Variations of (z) also possible - (zz), (zzzzzz).. etc but always a
non-digit character enclosed in "()"
there may be zero,one or more
spaces between (z) and jan
jan could be jan, january, etc
date couldbe in any format and may/may not contain other text as part of it so
I would really like to know if there is a regex I can use to capture
anything and everything that is found between '(z)' and '\n'
Any help is greatly appreciated! Thank you
The following should work:
ABC: *\([a-zA-Z]+\) *(.+)
Explanation:
ABC: # match literal characters 'ABC:'
* # zero or more spaces
\([a-zA-Z]+\) # one or more letters inside of parentheses
* # zero or more spaces
(.+) # capture one or more of any character (except newlines)
To get your desired grouping based on the comments below, you can use the following:
(ABC:) *(\([a-zA-Z]+\).+)
Without knowing the exact regex implementation you're making use of, I can only give general advice. (The syntax I will be perl as that's what I know, some languages will require tweaking)
Looking at ABC: (z) jan 02 1999 \n
The first thing to match is ABC: So using our regex is /ABC:/
You say ABC is always at the start of the string so /^ABC/ will ensure that ABC is at the start of the string.

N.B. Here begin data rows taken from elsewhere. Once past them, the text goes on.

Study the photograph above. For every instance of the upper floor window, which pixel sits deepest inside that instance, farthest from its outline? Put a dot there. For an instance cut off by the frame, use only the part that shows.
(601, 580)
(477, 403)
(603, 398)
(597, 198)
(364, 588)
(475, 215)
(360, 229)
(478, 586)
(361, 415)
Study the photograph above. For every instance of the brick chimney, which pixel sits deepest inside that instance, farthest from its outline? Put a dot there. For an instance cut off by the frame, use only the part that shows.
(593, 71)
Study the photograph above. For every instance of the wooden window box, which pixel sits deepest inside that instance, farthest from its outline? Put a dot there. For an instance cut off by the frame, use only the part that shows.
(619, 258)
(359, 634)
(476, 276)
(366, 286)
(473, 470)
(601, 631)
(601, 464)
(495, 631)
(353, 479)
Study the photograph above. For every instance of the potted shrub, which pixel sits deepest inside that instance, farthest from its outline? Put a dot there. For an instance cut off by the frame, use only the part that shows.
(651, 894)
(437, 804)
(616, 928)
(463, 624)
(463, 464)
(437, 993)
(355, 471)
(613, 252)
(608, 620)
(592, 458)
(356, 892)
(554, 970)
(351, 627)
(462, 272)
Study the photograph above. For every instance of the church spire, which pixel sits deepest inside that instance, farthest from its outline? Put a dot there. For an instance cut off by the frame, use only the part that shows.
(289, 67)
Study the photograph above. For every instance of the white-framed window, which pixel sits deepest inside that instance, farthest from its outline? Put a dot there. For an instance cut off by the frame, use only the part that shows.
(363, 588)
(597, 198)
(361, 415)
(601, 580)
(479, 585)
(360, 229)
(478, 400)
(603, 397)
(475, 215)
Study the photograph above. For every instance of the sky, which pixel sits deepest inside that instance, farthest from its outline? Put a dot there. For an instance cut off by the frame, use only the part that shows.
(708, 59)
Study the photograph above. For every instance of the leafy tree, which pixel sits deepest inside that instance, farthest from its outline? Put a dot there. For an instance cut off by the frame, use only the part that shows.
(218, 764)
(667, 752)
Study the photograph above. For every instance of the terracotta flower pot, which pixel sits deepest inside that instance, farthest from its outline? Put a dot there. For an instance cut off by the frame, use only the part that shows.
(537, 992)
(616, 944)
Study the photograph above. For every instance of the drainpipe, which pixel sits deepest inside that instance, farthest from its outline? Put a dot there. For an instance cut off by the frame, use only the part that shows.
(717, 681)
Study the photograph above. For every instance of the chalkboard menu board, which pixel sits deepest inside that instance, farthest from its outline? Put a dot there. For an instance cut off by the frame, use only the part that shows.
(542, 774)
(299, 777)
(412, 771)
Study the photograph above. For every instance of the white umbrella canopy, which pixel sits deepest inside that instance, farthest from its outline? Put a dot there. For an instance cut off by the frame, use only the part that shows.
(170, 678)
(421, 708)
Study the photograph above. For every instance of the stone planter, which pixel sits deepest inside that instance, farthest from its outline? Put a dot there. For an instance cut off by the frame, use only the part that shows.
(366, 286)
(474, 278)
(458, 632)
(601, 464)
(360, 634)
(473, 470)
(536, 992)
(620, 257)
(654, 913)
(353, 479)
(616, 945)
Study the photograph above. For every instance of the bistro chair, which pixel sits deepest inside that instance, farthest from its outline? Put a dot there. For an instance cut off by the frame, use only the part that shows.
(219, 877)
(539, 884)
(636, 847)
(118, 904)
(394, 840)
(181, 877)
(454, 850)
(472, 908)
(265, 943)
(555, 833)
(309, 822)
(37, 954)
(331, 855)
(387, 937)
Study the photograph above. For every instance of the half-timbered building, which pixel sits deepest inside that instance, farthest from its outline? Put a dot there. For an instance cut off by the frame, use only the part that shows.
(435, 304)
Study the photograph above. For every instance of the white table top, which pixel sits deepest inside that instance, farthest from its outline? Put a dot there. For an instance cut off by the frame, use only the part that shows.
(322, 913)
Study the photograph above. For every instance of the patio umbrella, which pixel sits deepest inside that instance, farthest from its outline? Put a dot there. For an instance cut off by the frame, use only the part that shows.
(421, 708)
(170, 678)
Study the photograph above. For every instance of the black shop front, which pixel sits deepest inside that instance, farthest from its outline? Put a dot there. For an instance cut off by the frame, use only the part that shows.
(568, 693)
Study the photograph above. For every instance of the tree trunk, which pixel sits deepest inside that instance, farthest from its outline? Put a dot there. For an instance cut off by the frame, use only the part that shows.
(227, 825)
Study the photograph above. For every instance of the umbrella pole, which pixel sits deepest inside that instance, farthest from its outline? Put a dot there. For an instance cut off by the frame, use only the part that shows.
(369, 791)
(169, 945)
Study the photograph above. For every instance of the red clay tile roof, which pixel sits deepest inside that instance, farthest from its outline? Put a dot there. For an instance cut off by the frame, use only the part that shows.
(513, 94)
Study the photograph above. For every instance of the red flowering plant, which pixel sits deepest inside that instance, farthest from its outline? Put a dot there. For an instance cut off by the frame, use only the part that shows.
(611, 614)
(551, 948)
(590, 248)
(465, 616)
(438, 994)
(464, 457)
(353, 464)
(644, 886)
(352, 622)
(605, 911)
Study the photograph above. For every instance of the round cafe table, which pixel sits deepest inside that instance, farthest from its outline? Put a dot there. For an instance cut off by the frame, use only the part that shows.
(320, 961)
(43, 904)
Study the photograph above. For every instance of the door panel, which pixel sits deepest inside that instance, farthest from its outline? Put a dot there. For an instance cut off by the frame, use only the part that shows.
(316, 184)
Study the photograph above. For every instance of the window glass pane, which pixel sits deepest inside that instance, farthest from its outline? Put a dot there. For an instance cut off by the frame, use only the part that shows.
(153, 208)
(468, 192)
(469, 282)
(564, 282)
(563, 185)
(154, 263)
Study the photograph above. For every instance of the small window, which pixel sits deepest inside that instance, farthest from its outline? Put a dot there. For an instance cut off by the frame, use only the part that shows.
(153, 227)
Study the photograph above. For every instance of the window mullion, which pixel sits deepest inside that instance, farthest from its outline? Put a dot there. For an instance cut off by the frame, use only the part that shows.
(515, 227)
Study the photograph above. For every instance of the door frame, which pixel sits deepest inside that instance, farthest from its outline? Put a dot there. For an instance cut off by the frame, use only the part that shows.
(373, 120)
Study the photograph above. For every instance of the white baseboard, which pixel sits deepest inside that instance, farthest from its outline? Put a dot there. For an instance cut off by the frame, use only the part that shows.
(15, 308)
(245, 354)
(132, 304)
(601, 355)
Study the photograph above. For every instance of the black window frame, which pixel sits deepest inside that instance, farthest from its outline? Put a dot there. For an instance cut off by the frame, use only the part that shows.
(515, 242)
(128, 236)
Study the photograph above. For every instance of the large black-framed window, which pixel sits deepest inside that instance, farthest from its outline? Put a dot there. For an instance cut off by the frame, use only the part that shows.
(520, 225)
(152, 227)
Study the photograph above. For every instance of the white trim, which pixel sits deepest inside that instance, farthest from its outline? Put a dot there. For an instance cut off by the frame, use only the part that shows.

You can match spaces with the \s (note the case) directive. With all directives you can match one or more with + (or 0 or more with *)
You need to escape the usage of ( and ) as it's a reserved character. so \(\)
You can match any non space or newline character with .
You can match anything at all with .* but you need to be careful you're not too greedy and capture everything.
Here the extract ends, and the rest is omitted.